What PostgreSQL does here is covered in the documentation on Explicit Locking. The example in the "Deadlocks" section shows what you're probably doing. The part you may not have expected is that when you UPDATE something, that acquires a lock on that row that continues until the transaction involved ends. If you have multiple clients all doing updates of more than one thing at once, you'll inevitably end up with deadlocks unless you go out of your way to prevent them.
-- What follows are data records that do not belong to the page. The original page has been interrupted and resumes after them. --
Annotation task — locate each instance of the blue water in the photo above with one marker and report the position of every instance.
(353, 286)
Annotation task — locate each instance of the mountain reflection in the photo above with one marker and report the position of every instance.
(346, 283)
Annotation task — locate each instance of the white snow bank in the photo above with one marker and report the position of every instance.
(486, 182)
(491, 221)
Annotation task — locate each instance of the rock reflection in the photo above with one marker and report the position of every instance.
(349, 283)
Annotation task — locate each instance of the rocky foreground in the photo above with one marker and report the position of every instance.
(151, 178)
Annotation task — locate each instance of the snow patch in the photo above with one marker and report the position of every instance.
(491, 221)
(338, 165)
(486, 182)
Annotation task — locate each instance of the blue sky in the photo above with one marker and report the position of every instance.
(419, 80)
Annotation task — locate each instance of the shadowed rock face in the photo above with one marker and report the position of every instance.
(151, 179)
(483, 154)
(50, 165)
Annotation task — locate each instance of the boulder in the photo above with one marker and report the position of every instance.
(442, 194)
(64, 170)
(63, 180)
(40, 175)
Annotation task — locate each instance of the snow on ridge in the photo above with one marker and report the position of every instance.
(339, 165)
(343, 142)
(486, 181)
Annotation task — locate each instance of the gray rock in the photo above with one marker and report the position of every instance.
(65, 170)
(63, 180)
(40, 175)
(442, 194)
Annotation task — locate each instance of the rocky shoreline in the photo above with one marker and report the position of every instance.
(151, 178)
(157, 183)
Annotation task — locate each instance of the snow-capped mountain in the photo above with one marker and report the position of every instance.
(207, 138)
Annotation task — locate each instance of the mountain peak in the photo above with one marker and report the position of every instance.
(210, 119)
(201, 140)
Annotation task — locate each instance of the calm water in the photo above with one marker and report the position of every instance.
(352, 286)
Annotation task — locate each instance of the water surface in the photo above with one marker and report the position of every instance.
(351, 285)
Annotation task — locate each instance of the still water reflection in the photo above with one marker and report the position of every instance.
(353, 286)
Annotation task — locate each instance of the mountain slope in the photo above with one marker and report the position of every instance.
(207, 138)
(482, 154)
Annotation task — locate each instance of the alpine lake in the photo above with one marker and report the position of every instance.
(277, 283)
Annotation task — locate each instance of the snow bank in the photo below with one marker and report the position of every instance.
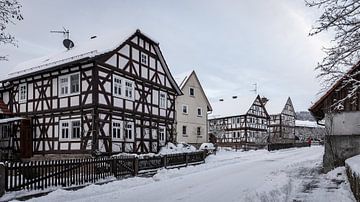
(354, 164)
(209, 146)
(171, 148)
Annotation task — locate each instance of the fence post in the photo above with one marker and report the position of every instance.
(165, 161)
(136, 166)
(2, 179)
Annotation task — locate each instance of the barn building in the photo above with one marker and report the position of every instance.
(341, 112)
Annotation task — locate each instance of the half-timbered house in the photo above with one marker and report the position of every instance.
(110, 95)
(192, 110)
(341, 112)
(282, 123)
(239, 119)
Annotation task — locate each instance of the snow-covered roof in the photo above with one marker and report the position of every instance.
(91, 48)
(231, 107)
(309, 124)
(182, 78)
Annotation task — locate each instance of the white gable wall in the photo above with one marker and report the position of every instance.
(191, 120)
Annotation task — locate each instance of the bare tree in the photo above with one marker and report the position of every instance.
(9, 14)
(343, 18)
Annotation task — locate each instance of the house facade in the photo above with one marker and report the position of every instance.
(341, 112)
(282, 125)
(239, 120)
(192, 110)
(108, 96)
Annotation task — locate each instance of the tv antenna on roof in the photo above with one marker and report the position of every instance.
(66, 42)
(255, 88)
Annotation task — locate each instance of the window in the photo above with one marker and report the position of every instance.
(191, 91)
(5, 130)
(117, 82)
(75, 133)
(199, 111)
(70, 129)
(126, 91)
(65, 130)
(116, 130)
(22, 92)
(184, 130)
(64, 86)
(69, 84)
(129, 131)
(162, 100)
(162, 133)
(129, 89)
(143, 58)
(185, 109)
(75, 83)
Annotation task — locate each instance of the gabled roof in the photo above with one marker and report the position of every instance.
(232, 107)
(92, 48)
(182, 78)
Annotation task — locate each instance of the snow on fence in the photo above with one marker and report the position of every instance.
(272, 147)
(36, 175)
(353, 173)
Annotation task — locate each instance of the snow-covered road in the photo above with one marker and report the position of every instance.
(285, 175)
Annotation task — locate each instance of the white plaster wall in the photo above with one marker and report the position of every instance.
(344, 123)
(191, 120)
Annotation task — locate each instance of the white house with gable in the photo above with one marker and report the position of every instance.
(192, 110)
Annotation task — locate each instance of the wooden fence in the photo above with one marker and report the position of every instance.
(278, 146)
(35, 175)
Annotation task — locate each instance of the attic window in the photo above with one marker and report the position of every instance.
(143, 58)
(191, 91)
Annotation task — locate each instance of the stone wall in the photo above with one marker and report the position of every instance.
(338, 148)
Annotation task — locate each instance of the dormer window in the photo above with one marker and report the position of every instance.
(143, 58)
(22, 92)
(192, 92)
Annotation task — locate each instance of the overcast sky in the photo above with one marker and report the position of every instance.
(230, 44)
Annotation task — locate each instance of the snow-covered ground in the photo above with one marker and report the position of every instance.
(285, 175)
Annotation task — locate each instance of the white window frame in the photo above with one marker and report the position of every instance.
(126, 91)
(162, 100)
(185, 107)
(143, 58)
(68, 85)
(182, 130)
(117, 86)
(129, 89)
(198, 131)
(193, 89)
(162, 134)
(70, 130)
(23, 93)
(131, 124)
(119, 130)
(201, 112)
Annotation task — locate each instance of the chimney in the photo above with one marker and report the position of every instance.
(264, 100)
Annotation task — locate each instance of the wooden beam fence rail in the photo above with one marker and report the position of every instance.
(36, 175)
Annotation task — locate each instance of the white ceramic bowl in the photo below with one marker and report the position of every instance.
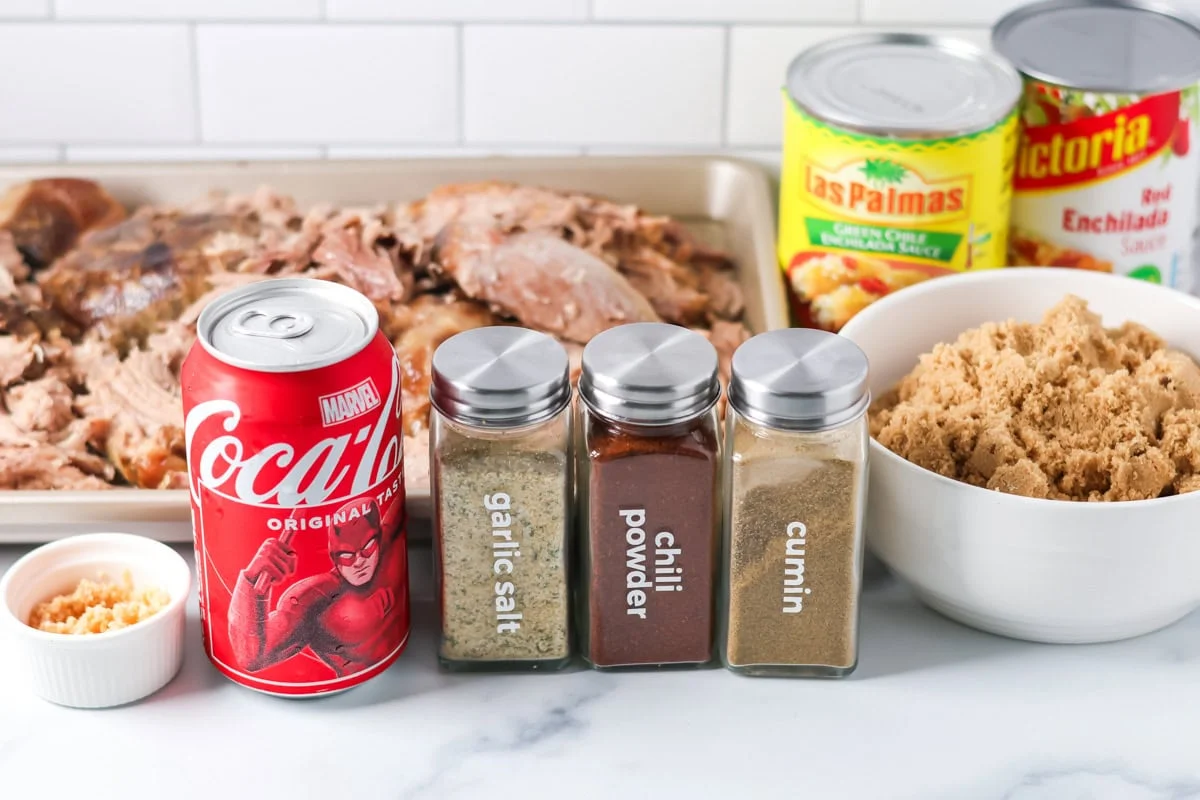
(101, 669)
(1042, 570)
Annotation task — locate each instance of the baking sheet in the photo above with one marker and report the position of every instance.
(725, 202)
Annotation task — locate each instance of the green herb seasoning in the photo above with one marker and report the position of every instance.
(501, 467)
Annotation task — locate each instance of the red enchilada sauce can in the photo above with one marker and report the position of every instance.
(294, 451)
(1107, 170)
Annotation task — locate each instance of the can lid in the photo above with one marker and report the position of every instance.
(799, 379)
(499, 377)
(649, 373)
(1103, 46)
(287, 325)
(904, 85)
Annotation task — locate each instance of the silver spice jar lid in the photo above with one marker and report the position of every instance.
(499, 377)
(801, 379)
(649, 373)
If you have multiple things that take out implicit locks like UPDATE, you should wrap the whole sequence in BEGIN/COMMIT transaction blocks, and make sure you're consistent about the order they acquire locks (even the implicit ones like what UPDATE grabs) at everywhere. If you need to update something in table A then table B, and one part of the app does A then B while the other does B then A, you're going to deadlock one day. Two UPDATEs against the same table are similarly destined to fail unless you can enforce some ordering of the two that's repeatable among clients. Sorting by primary key once you have the set of records to update and always grabbing the "lower" one first is a common strategy.
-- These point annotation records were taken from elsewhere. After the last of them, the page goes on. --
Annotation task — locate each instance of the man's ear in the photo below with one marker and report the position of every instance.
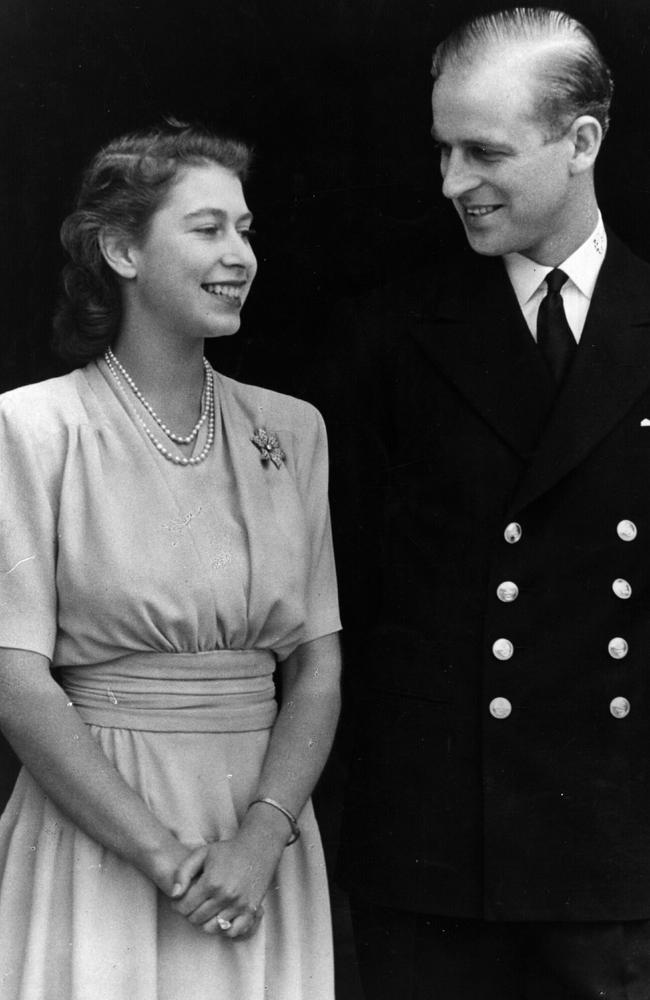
(117, 249)
(586, 136)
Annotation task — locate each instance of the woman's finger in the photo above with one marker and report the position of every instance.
(188, 870)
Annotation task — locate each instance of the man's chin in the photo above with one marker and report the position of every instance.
(485, 246)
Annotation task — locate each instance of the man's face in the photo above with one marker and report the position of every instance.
(510, 186)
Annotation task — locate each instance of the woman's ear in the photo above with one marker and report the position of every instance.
(117, 250)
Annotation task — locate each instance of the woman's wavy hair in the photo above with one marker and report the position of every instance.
(121, 189)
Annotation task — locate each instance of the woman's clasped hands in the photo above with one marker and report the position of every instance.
(220, 886)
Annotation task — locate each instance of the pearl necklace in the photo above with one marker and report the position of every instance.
(177, 438)
(208, 413)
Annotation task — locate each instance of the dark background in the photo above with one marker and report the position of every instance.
(334, 96)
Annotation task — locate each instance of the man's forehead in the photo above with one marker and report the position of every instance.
(484, 99)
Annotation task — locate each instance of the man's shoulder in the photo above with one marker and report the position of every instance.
(621, 260)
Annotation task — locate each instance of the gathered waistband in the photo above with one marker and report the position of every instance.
(221, 691)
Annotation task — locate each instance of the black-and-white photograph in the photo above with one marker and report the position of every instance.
(325, 500)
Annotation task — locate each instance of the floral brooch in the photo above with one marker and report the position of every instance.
(269, 446)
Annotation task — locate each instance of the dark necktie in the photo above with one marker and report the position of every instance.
(554, 337)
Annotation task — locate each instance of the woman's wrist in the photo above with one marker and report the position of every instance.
(262, 820)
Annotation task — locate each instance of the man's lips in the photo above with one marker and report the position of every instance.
(478, 211)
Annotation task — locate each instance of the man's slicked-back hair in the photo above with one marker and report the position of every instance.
(573, 76)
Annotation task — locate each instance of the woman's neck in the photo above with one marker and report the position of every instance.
(170, 376)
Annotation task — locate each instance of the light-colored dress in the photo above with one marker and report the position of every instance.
(163, 596)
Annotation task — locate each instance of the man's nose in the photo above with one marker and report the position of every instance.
(457, 176)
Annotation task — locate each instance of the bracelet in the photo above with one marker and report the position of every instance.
(293, 822)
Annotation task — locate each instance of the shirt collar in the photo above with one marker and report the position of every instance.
(582, 267)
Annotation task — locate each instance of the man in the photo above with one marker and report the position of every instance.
(497, 834)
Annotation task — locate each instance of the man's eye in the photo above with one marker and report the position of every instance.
(483, 153)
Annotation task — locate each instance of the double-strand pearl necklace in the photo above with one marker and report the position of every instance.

It's less likely your INSERTs are to blame here, those are much harder to get into a deadlocked situation, unless you violate a primary key as Ants already described.
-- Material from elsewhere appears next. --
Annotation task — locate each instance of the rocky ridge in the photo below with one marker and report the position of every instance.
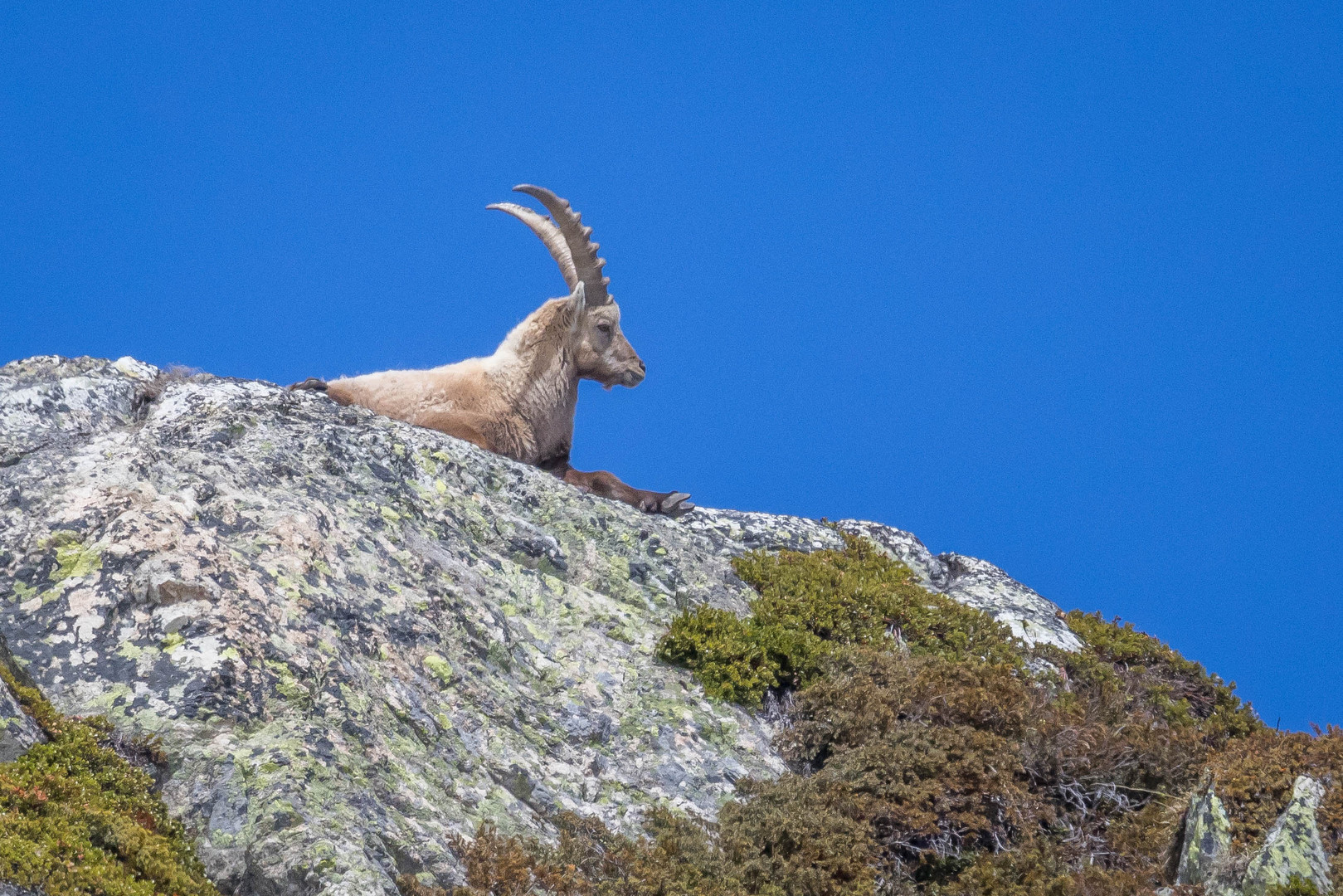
(355, 635)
What you don't want to do is try and duplicate locking in your app, which is going to turn into a giant scalability and reliability mess (and will likely still result in database deadlocks). If you can't work around this within the confines of the standard database locking methods, consider using either the advisory lock facility or explicit LOCK TABLE to enforce what you need instead. That will save you a world of painful coding over trying to push all the locks onto the client side. If you have multiple updates against a table and can't enforce the order they happen in, you have no choice but to lock the whole table while you execute them; that's the only route that doesn't introduce a potential for deadlock.
Deadlock explained:
In a nutshell, what is happening is that a particular SQL statement (INSERT or other) is waiting on another statement to release a lock on a particular part of the database, before it can proceed. Until this lock is released, the first SQL statement, call it "statement A" will not allow itself to access this part of the database to do its job (= regular lock situation). But... statement A has also put a lock on another part of the database to ensure that no other users of the database access (for reading, or modifiying/deleting, depending on the type of lock). Now... the second SQL statement, is itself in need of accessing the data section marked by the lock of Statement A. That is a DEAD LOCK : both Statement will wait, ad infinitum, on one another.
The remedy...
This would require to know the specific SQL statement these various threads are running, and looking in there if there is a way to either:
a) removing some of the locks, or changing their types.
For example, maybe the whole table is locked, whereby only a given row, or
a page thereof would be necessary.
b) preventing multiple of these queries to be submitted at a given time.
This would be done by way of semaphores/locks (aka MUTEX) at the level of the
multi-threading logic.
Beware that the "b)" approach, if not correctly implemented may just move the deadlock situation from within SQL to within the program/threads logic. The key would be to only create one mutex to be obtained first by any thread which is about to run one of these deadlock-prone queries.
Your problem, probably, is the insert command is trying to lock one or both index and the indexes is locked for the other tread.
One common mistake is lock resources in different order on each thread. Check the orders and try to lock the resources in the same order in all threads.